If there are many places to write, it is annoying to introduce every module, which can be found in app. module. ts above

Add 1 field:


import * as dotenv from 'dotenv-flow'

/**
 *  Import  .env  Environment 
 * https://www.npmjs.com/package/dotenv-flow
 */
dotenv.config()

0

Then, in the constructor injection, use:


import * as dotenv from 'dotenv-flow'

/**
 *  Import  .env  Environment 
 * https://www.npmjs.com/package/dotenv-flow
 */
dotenv.config()

1

Get configuration variables such as:


import * as dotenv from 'dotenv-flow'

/**
 *  Import  .env  Environment 
 * https://www.npmjs.com/package/dotenv-flow
 */
dotenv.config()

2

Serialization

Serialization refers to the process before the program returns the object to send in the network response, and the information provided should be converted and cleaned before being sent to the client: for example, if you query a certain user, you can generally return the current user entity information, but the password information inside cannot be sent to the client, so you should do some conversion here.

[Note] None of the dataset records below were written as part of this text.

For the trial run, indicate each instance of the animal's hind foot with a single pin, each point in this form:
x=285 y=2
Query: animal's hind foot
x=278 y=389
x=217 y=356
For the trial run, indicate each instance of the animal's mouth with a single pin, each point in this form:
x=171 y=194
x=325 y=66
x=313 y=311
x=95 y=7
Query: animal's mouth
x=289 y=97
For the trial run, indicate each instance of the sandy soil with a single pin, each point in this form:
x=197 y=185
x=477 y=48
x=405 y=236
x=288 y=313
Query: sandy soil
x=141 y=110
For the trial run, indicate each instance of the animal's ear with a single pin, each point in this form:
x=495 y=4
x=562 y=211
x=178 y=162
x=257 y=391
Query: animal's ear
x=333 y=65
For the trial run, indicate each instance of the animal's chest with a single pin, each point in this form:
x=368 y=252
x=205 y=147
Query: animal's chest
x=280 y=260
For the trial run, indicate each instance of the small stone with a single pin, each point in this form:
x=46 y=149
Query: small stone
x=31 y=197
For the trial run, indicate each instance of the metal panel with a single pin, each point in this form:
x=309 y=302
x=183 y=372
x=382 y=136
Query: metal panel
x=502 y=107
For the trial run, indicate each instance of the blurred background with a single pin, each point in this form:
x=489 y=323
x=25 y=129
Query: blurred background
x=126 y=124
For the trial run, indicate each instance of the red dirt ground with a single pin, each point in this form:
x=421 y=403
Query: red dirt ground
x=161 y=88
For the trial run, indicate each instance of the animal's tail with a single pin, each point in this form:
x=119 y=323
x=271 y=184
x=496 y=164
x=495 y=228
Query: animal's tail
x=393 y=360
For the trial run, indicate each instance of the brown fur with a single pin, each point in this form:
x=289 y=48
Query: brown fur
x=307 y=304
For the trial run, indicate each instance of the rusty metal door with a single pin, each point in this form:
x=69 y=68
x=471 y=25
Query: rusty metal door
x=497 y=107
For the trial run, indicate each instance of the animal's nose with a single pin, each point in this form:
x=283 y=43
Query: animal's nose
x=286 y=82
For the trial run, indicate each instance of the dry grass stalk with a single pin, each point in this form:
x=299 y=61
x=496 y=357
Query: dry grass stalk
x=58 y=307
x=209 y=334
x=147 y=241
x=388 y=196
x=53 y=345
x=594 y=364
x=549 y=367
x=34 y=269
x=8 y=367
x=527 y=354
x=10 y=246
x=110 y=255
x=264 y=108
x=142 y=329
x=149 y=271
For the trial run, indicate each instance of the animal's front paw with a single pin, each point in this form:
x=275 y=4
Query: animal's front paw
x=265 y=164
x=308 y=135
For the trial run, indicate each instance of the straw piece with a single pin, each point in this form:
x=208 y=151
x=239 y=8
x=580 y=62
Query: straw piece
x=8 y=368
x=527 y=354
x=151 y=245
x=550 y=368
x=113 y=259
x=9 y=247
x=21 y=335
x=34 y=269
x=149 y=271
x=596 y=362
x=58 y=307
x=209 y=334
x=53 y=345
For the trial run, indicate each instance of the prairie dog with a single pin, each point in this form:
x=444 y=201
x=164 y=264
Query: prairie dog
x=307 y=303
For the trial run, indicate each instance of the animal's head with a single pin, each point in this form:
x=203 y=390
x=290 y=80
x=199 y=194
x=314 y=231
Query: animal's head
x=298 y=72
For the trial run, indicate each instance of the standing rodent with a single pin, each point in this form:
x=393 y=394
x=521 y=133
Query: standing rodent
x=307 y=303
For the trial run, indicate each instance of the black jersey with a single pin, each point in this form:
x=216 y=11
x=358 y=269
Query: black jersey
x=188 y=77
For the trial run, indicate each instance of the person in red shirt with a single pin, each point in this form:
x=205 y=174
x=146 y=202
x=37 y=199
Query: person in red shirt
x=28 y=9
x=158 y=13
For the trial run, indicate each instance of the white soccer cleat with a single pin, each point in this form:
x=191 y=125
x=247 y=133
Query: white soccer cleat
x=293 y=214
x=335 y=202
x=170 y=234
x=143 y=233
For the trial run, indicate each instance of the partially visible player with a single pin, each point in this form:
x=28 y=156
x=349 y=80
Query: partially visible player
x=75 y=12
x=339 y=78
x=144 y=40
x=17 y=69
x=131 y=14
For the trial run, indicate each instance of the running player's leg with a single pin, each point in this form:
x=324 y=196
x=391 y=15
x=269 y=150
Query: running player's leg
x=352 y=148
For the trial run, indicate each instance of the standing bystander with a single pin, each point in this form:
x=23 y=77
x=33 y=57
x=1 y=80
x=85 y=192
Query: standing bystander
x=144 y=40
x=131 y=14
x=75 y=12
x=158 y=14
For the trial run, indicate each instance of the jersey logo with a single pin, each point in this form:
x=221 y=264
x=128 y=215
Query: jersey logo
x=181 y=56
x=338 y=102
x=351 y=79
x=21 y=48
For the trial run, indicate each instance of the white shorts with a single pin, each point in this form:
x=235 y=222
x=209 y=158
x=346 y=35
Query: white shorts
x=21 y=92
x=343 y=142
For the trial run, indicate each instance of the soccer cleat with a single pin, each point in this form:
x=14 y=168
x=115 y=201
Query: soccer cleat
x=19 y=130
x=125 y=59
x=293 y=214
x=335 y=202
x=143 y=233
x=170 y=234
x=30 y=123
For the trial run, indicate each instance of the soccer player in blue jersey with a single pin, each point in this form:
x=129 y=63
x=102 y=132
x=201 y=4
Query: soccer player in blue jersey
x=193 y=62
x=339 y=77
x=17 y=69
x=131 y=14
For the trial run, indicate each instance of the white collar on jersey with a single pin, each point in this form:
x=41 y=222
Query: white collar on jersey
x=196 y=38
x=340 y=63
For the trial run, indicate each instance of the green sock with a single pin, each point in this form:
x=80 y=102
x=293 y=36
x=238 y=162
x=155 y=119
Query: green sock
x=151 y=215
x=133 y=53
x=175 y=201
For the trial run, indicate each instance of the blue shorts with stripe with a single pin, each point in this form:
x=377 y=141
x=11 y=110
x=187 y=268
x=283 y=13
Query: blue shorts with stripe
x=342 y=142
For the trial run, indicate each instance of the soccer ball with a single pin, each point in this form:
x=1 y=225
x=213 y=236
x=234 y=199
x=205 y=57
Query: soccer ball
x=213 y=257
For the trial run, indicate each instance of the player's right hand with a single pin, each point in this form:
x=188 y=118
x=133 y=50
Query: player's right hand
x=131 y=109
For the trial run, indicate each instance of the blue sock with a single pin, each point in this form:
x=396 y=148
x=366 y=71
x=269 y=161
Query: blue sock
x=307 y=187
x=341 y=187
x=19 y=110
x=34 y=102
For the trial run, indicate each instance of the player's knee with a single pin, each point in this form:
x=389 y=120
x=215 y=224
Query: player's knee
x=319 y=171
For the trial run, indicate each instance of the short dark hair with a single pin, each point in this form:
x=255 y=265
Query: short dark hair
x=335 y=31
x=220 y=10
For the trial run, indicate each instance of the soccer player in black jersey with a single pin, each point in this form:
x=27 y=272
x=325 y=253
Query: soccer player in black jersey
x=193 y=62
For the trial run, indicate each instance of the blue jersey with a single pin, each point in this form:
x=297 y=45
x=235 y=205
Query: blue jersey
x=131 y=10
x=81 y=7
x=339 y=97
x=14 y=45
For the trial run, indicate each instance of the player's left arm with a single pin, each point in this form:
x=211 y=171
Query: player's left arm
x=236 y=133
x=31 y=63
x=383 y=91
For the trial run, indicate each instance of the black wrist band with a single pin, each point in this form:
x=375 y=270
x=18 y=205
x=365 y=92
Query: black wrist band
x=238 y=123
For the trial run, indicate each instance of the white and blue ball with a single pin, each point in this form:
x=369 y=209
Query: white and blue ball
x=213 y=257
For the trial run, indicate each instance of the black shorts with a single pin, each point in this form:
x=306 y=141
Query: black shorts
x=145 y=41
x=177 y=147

Fortunately, Nest provides a fairly easy-to-use software package for class-transformer:


yarn add class-transformer

For example, password information is excluded from the following user entity information:


import * as dotenv from 'dotenv-flow'

/**
 *  Import  .env  Environment 
 * https://www.npmjs.com/package/dotenv-flow
 */
dotenv.config()

4

Then process the query user method in the controller:


import * as dotenv from 'dotenv-flow'

/**
 *  Import  .env  Environment 
 * https://www.npmjs.com/package/dotenv-flow
 */
dotenv.config()

5

The final query ignores the password display.